The bill, formally known as Senate Bill 705, would have lowered the severance for both industries by 1% per year for the next two fiscal years starting in July 2017, the beginning of the state’s fiscal year. Another reduction from 5% to 3% would have gone into effect in July 2019.

While the Senate passed the proposal last week with a 19-15 vote, the West Virginia House Finance Committee effectively removed it from consideration during the current legislative session and will move forward with an interim study to examine the cuts’ impact, according to West Virginia MetroNews.

SB 705 was first presented to offer some relief to both sectors, which have been beaten up by a depressed market. It also would have made West Virginia more competitive with those nearby states with lower tax rates.

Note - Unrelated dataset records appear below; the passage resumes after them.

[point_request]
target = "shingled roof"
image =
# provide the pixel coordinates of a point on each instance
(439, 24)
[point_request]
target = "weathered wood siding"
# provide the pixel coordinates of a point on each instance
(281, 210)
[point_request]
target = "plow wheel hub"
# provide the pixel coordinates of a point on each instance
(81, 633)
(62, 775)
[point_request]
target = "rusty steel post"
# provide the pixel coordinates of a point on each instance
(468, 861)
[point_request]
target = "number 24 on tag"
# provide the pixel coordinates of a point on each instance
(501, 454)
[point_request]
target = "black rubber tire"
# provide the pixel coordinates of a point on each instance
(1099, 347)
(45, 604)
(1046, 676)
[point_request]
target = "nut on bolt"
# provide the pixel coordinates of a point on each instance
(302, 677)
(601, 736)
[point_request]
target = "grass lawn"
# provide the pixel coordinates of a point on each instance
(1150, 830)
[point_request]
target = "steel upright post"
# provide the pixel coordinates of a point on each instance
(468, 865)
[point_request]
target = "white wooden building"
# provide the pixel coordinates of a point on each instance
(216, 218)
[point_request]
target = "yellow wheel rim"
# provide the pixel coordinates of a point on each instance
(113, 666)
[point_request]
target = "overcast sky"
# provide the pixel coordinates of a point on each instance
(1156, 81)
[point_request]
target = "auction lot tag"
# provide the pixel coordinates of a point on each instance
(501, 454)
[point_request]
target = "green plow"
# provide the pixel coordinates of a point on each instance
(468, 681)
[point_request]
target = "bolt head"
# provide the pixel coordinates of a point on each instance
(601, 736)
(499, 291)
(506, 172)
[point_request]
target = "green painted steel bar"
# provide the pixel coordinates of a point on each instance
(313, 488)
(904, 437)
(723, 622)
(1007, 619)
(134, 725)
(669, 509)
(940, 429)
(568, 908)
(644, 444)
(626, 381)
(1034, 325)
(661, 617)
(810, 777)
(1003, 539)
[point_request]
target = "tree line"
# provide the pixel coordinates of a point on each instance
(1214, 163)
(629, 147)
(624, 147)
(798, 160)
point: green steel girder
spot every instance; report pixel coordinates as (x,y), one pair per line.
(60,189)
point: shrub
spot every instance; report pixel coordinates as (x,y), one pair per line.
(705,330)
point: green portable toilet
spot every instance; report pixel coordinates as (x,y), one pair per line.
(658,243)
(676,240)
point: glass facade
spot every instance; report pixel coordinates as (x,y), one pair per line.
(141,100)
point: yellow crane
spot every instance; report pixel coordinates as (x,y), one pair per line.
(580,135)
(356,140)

House Finance Chairman Eric Nelson said more time is needed to consider a proposal that would reduce the state’s revenue.

“These taxes, according to that bill, would not have been dropped until fiscal year 2018, so it would have been July 2017,” he said. “What a study does is, it puts much greater emphasis on addressing potentially reducing this tax, helping these industries out, and we can look at that over the next eight months. Then, at the beginning of next session, then, we are handling a tax reduction that can potentially help some industries. Instead of hitting this in the last few days of this session and rushing into something we will second guess later.”

SB 705 is separate from SB 419, which eliminates additional surtaxes of 56 cents per ton of coal and 4.7 cents per thousand cubic foot of gas. Already signed by Gov. Earl Ray Tomblin, the cuts go into effect July 1, or earlier at his discretion.